Crapshoot
Studiocanal
MOVIE REVIEW
Free Fire (2017)
Obsessive readers of the small print, having spotted that Edgar Wright was an executive producer of Ben Wheatley's "Sightseers" and drawn some conclusions about that film's intentions and wobbly rate of return, can go to town on "Free Fire" once the name of Martin Scorsese appears in the same capacity. It features a closed group of armed characters in a sealed location, a weapons deal that collapses in mistrust and sweary machismo, plus some ironic popular music on the soundtrack; so the director is hugging a certain strain of American crime story pretty tightly, at a time when that strain has become so naturalized as to have lost a lot of its virulence and surely all its surprise. Mr. Wheatley has a distinctive cinematic temperament, a very British high-altitude remove that on the domestic scene stands out so much that it might count as auteurist; but it isn't the right tool for all jobs.
The era is the 1970s, and the setting is Irish-American Boston; so the gang of criminals played by Sharlto Copley, Brie Larson, Armie Hammer, Cillian Murphy, Michael Smiley and others are weighed down by polyester and hair, although apparently not by the empty space between their ears. The actors mostly keep their own accents, since the weapons being transferred are headed in the direction of the Irish contingent for vague anti-British purposes; but in practice this means the spotlight is naturally drawn to Mr. Copley, whose Pretoria vowels can count as a weapon on their own when he wants. Once a disagreement breaks out, two separate factions of these numbskulls stop swapping insults and spend the bulk of the film shooting at each other from opposite sides of a warehouse, a logistical challenge which the filmmakers pass with flying colors. Two thirds of the film is separate groups of gunmen lying on their bellies behind pillars, emerging to take a potshot and then hiding again; but the sound-mixing and film editing never lose track of where they all are, even if the why and how are more shaky.

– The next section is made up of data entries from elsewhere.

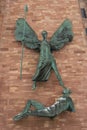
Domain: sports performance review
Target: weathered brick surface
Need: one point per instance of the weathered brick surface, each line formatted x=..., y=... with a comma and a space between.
x=71, y=61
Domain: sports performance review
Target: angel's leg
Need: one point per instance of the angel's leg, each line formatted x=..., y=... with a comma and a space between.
x=26, y=111
x=54, y=66
x=34, y=85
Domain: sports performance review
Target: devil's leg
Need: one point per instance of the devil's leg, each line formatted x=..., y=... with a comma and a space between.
x=25, y=111
x=54, y=66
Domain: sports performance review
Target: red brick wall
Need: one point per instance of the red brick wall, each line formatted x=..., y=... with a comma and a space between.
x=71, y=61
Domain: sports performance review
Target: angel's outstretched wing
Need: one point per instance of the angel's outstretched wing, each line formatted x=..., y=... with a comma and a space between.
x=26, y=34
x=62, y=36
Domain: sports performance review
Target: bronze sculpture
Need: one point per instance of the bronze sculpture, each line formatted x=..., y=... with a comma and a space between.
x=46, y=62
x=64, y=103
x=28, y=37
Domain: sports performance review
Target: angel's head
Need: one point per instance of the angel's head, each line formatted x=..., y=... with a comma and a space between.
x=44, y=35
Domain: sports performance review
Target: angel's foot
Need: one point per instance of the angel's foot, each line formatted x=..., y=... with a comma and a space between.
x=20, y=116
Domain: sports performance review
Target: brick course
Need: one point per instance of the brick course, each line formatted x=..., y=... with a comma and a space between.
x=71, y=61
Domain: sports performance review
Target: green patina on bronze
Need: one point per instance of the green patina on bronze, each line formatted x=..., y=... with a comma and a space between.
x=27, y=36
x=64, y=103
x=46, y=62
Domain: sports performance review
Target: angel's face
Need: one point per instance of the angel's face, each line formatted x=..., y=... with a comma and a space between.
x=44, y=35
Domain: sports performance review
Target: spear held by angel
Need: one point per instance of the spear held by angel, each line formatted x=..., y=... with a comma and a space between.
x=46, y=62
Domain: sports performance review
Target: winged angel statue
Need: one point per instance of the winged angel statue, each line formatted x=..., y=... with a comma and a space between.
x=46, y=62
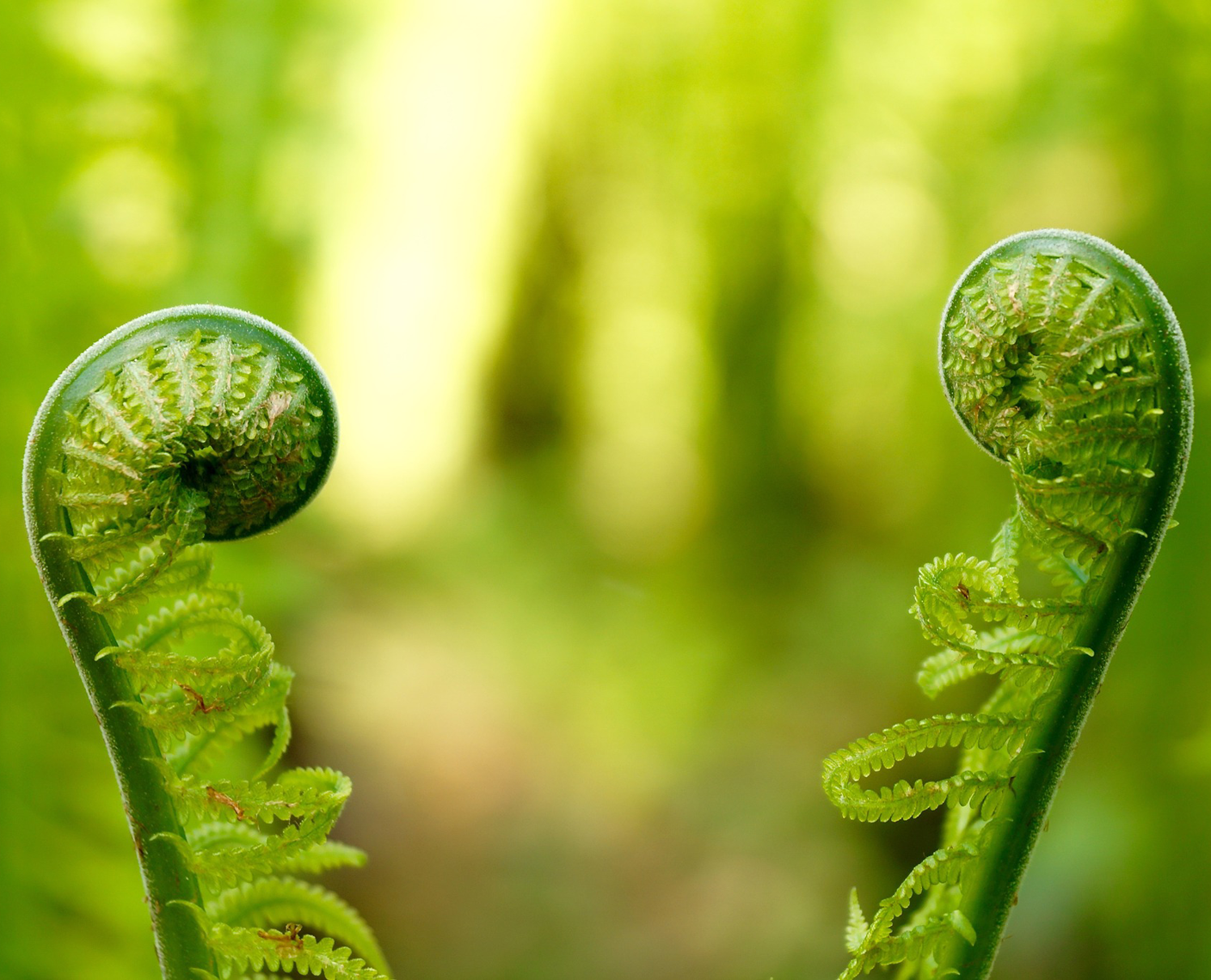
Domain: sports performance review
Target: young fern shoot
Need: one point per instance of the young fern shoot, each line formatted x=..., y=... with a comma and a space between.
x=190, y=425
x=1062, y=358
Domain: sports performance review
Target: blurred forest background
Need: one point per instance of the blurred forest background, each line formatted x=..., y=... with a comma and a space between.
x=630, y=306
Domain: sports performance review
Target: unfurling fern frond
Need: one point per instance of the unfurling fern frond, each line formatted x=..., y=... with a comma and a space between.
x=1062, y=358
x=192, y=425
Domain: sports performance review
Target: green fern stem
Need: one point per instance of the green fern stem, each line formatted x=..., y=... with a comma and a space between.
x=1063, y=359
x=189, y=425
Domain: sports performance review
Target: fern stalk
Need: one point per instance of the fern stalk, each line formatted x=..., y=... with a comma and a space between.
x=189, y=425
x=1063, y=359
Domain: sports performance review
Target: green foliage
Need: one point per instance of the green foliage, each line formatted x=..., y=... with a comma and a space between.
x=187, y=425
x=1062, y=359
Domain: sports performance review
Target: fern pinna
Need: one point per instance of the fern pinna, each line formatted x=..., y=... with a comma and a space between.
x=1063, y=359
x=189, y=425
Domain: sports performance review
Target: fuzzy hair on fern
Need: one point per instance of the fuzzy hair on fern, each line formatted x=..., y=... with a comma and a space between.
x=186, y=426
x=1061, y=358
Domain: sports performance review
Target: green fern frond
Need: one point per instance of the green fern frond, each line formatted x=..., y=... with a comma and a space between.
x=280, y=900
x=195, y=425
x=1062, y=359
x=243, y=949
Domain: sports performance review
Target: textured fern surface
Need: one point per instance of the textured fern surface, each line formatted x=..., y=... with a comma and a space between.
x=1062, y=358
x=192, y=425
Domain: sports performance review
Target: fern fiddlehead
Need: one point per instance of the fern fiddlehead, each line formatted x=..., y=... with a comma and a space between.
x=192, y=425
x=1062, y=358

Comparisons with Quentin Tarantino and Walter Hill write themselves, but are instructive and pointless at the same time since Mr. Wheatley simply doesn't hold his characters in the same kind of affection as those (or most other) American directors do. As in several of his films, the humanity of the gang that couldn't shoot straight getting stuck in a jam doesn't stretch beyond a level needed to support whatever moment of splatter is approaching; and empathy is surplus to requirements. When Mr. Tarantino waits for an hour to pan across and reveal a character you have never seen before, it has some dramatic jolt, a sense that the powers of fate are devious and dire; here it seems a narrative dead-end, leading nowhere beyond the chance to use another available actor. A decent comparison might be Mr. Wheatley's own "Down Terrace," another group of dysfunctional outlaws gnawed apart by blackly comic mistrust and recrimination, a theme viewed there through the goggles of British social commentary but now tipped into the great American genre machine, which grinds much finer. Mr. Wheatley has said that "Free Fire" was originally temp-tracked with scores from 1970s American films such as "The Taking of Pelham One Two Three," before the filmmakers agreed that music by the likes of David Shire and Don Ellis capsized this film completely, making suggestions that the material could hardly support – a revealing and surely accurate assessment. One glory of the American crime genre is that it can make doomed nobility look universal, but in the end that's because in those films some soul is involved. It can be dark, perverse or let you down in the end; but it's got to be in there somewhere.